Revisiting “Late Victorian Holocausts”

by ©️Leslye Joy Allen

I’m not going to write a full analysis of the late historian Mike Davis’ exceptional book “Late Victorian Holocausts: El Niño Famines and the Making of the Third World.” I do, however, want to revisit it and emphasize a few points Davis made about European colonialism in the late 19th century.

Davis’ examination of famines and droughts in Southeast Asia, China, Africa, and Latin America underscored how indigenous peoples were dispossessed of their land; and their time-honored farming traditions were also dismissed. It created ecological and environmental problems we now deal with today but rarely think about.

Davis acknowledged that land theft, the closing off of common farming areas, and violence against these populations were key components of European colonization and expansion, but he added one more element—the weather.

European colonizers studied El Niño weather patterns to determine when populations in Southeast Asia, Latin America, Africa, China, and etcetera, would be at their most vulnerable.

El Niño is part of a long-existing and large weather pattern. During El Niño, areas of the Pacific Ocean experience unusually high surface temperatures. El Niño disrupts typical weather patterns, affects rainfall, temperatures, and etcetera. The period when these waters are much cooler is called La Niña.

Europeans studied when the weather was working against the people and the lands they wished to colonize—The colonizers struck most often at those times proving that famines are human-made.

The book’s preface offers a detailed account of former U. S. President Ulysses Grant and his family on vacation in 1877 after he left office. He and his family visited Europe first, but soon ended up visiting places devastated by famine. Grant took notes about what he saw, but he did not report the degree of ecological destruction he witnessed.

Davis’ book was published in 2001 and it remains a rare gift because his research proved that heads of state and monarchs in the western world tended to ignore the long-term ecological damage from their destruction of natural resources. Indigenous populations were seen as inferior, therefore their farming techniques and cooperation with their native ecologies were dismissed by Europeans as well.
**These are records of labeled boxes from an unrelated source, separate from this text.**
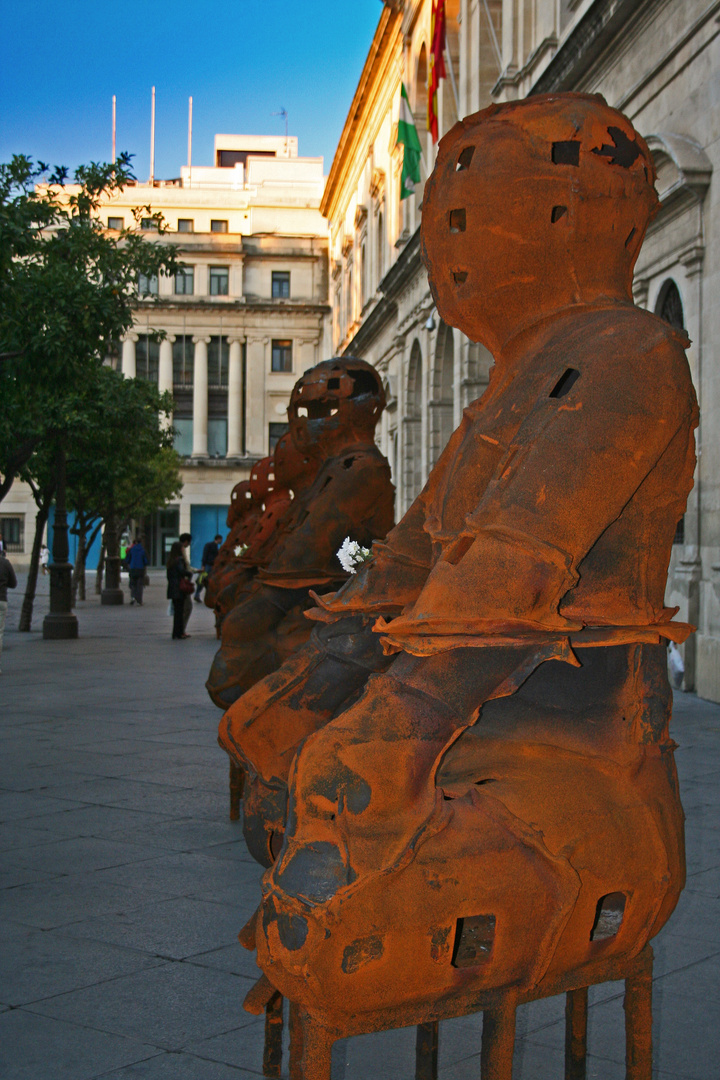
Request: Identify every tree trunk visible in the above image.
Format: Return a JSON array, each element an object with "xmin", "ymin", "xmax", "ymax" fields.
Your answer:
[
  {"xmin": 17, "ymin": 488, "xmax": 53, "ymax": 634},
  {"xmin": 95, "ymin": 540, "xmax": 105, "ymax": 596},
  {"xmin": 72, "ymin": 529, "xmax": 86, "ymax": 607},
  {"xmin": 83, "ymin": 522, "xmax": 103, "ymax": 600}
]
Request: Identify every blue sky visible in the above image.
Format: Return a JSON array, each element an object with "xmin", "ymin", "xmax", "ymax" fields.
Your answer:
[{"xmin": 0, "ymin": 0, "xmax": 382, "ymax": 179}]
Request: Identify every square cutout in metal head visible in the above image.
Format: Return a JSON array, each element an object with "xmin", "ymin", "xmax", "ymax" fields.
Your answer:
[{"xmin": 452, "ymin": 915, "xmax": 495, "ymax": 968}]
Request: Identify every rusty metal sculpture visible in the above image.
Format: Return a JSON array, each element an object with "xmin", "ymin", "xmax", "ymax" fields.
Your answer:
[
  {"xmin": 220, "ymin": 94, "xmax": 697, "ymax": 1080},
  {"xmin": 207, "ymin": 356, "xmax": 393, "ymax": 707}
]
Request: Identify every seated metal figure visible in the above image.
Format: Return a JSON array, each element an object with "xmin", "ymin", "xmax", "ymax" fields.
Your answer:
[
  {"xmin": 206, "ymin": 356, "xmax": 393, "ymax": 707},
  {"xmin": 213, "ymin": 453, "xmax": 297, "ymax": 630},
  {"xmin": 220, "ymin": 94, "xmax": 697, "ymax": 1036}
]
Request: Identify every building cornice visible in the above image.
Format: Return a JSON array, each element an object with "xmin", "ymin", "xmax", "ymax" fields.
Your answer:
[
  {"xmin": 529, "ymin": 0, "xmax": 648, "ymax": 95},
  {"xmin": 320, "ymin": 5, "xmax": 403, "ymax": 220}
]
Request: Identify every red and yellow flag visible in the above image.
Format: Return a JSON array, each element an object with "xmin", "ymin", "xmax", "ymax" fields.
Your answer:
[{"xmin": 427, "ymin": 0, "xmax": 447, "ymax": 143}]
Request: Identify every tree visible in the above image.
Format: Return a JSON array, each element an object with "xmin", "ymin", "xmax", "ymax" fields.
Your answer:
[
  {"xmin": 0, "ymin": 153, "xmax": 178, "ymax": 501},
  {"xmin": 67, "ymin": 367, "xmax": 181, "ymax": 604},
  {"xmin": 0, "ymin": 153, "xmax": 178, "ymax": 637}
]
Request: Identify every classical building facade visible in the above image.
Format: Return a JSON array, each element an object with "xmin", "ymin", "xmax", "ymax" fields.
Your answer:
[
  {"xmin": 2, "ymin": 135, "xmax": 329, "ymax": 565},
  {"xmin": 322, "ymin": 0, "xmax": 720, "ymax": 701}
]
The fires that recently destroyed homes and huge areas of California were made worse by what is called “Hydroclimate Whiplash.” When heavy rains due to El Niño soak the ground leading to the excessive growth of vegetation, what follows next are extremely long dry spells.

The dried up vegetation becomes little more than fuel for fires. The results of El Niño are much more troublesome now due to climate change. It’s not just happening in California. It’s happening everywhere around the world.
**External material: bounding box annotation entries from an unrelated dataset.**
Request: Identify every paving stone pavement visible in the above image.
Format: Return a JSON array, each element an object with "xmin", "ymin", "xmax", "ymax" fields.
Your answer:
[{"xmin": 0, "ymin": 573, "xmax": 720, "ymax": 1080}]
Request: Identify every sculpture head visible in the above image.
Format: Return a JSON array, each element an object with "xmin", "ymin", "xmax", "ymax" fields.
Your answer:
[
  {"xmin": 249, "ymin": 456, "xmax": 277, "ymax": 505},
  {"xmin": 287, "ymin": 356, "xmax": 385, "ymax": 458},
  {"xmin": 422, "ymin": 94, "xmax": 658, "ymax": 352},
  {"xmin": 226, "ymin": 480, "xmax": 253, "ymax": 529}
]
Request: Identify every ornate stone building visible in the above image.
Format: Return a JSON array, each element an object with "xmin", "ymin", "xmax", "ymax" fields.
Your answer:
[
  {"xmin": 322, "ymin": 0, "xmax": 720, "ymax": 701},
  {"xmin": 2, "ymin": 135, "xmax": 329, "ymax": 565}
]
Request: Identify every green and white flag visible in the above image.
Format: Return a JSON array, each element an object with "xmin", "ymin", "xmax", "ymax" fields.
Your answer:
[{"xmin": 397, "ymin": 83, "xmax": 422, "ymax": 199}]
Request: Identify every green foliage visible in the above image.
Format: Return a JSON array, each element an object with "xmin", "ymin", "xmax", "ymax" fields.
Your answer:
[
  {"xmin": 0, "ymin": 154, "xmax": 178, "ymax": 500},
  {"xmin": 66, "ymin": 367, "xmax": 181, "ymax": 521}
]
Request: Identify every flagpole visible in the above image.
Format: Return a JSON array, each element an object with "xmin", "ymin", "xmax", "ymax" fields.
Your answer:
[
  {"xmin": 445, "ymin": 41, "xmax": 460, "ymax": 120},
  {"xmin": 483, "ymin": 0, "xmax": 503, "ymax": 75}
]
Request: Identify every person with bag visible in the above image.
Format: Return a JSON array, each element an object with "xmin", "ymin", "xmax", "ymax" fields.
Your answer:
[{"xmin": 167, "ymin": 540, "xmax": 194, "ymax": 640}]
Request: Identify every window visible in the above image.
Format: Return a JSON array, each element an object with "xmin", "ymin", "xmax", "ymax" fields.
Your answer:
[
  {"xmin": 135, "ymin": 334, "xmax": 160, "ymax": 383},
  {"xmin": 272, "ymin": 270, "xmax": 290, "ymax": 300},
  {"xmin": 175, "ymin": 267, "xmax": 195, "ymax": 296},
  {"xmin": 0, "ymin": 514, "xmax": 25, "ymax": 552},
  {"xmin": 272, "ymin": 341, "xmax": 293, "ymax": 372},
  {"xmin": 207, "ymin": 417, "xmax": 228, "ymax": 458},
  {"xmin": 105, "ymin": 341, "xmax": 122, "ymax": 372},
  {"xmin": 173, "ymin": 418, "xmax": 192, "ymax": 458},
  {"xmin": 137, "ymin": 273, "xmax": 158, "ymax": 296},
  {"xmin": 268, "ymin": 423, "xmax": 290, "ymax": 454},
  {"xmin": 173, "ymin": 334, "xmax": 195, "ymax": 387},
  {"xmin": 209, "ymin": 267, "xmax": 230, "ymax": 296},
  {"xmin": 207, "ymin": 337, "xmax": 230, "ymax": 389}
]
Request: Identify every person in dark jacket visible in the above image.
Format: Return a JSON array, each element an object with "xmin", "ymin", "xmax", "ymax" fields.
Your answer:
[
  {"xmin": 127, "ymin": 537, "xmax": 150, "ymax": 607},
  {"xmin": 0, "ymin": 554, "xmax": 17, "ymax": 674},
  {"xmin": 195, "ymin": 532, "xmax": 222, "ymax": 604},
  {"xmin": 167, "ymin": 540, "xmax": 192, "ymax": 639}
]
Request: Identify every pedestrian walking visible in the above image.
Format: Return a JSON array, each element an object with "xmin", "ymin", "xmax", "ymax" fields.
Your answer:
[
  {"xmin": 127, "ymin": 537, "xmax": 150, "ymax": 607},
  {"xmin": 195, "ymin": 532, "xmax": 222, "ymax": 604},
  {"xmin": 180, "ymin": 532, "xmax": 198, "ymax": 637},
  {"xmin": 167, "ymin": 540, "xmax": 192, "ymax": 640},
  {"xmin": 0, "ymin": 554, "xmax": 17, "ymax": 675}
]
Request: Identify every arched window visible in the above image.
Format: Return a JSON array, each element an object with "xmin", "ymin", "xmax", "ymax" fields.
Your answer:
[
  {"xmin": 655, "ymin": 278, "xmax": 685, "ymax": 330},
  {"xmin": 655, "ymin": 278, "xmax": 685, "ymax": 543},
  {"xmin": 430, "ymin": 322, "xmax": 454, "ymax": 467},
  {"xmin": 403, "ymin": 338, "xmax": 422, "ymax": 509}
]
What is often left out of discussions about climate change and the usage of El Niño’s disruptive weather patterns, is the racism against and the subjugation of peoples of color by Europeans and others that has aided and abetted climate change crises around the world.

Davis was not the first historian to understand what European colonialism did to the natural environments of countries around the world, but his book “Late Victorian Holocausts” is one of the few histories to recognize that the routine and natural disruptions of El Niño were deliberately weaponized against Africans, Asians, and Latin Americans in horrific ways that few individuals realize.